Blog on Customized Employment from LEAD Center

Customized Employment Tactics: Increasing Employment Opportunities by Job Developing Up the Supply Chain

By: Cary Griffin on September 27, 2013

Customized Employment (CE) represents a new service strategy choice for American Job Centers (AJCs) and their vendors. CE represents an opportunity to better serve AJC customers with complex barriers to work. CE is an especially useful tool for Workforce agencies operating U.S. Department of Labor-funded Disability Employment Initiatives (DEI), showcasing innovative methods of employment development. Of particular importance to AJCs and their vendors is Customized Employment’s departure from using traditional competitive employment strategies when approaching the labor market.

Customized employment is defined by the U.S. Department of Labor’s Office of Disability Employment Policy (ODEP) as a means of individualizing the employment relationship between employees and employers in ways that meet the needs of both. It is based on an individualized determination of the strengths, needs and interests of the person with a disability, and is also designed to meet the specific needs of the employer. It may include employment developed through job carving, self-employment or entrepreneurial initiatives, or other job development or restructuring strategies that result in job responsibilities being customized and individually negotiated to fit the needs of individuals with disabilities. Customized employment assumes the provision of reasonable accommodations and supports necessary for the individual to perform the functions of a job that is individually negotiated and developed (Federal Register, June 26, 2002, Vol. 67. No. 123 pp 43154 -43149).

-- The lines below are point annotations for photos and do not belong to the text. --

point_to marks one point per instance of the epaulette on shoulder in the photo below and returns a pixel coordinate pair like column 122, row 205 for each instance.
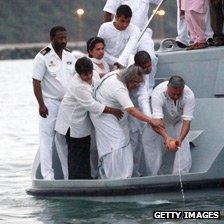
column 66, row 49
column 45, row 50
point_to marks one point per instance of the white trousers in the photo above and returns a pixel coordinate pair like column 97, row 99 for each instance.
column 182, row 30
column 136, row 127
column 46, row 135
column 48, row 142
column 155, row 151
column 62, row 150
column 114, row 148
column 147, row 44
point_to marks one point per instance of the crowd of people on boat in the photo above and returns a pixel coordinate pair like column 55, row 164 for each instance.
column 102, row 112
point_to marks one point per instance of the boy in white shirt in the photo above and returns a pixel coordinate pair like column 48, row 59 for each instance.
column 120, row 37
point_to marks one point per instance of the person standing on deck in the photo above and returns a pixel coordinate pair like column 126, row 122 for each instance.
column 53, row 68
column 120, row 38
column 173, row 105
column 140, row 9
column 217, row 20
column 183, row 38
column 141, row 100
column 195, row 14
column 112, row 136
column 95, row 49
column 73, row 118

Practitioners of CE recognize the job seeker as the locus of job development information, and not the labor market. In other words, the employment process takes into account the person’s overall vocational desires, skills, interests and match to a worksite’s culture and demands. An individualized vocational profile, derived from functional information about the person’s work qualities, drives job development. For some systems, the CE approach is a departure from seeking job orders or searching for available openings; however, these more traditional approaches do not always work well for people with disabilities.

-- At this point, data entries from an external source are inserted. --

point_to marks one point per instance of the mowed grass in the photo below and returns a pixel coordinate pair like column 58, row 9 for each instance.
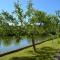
column 48, row 45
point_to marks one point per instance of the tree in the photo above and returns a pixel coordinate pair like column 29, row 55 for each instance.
column 18, row 12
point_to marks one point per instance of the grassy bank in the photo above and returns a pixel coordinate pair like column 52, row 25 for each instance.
column 46, row 51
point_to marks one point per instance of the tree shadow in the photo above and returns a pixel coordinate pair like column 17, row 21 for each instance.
column 45, row 53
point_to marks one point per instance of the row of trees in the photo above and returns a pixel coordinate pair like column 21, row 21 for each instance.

Today, many people with disabilities, who have little to no work history, find themselves directed to entry-level positions. This is how most of us start out in the working world. However, years of experience indicate that haphazard job matches lead to worker dissatisfaction and high job loss rates. Addressing this issue by determining a proper career starting point reduces costs and increases customer (i.e., job seeker and employer) satisfaction. Often it is assumed that job seekers enter the world of work by taking whatever the market offers in the way of work. But CE is rooted in a different philosophy. CE recognizes that when matched to an environment where workers share similar interests, natural training and mentorship are more likely to occur. Bypassing rigorous human resources screening measures pervasive in larger companies, and approaching very small companies that operate less formally, often with the owner making the hiring decisions, creates opportunities for skill building and career advancement.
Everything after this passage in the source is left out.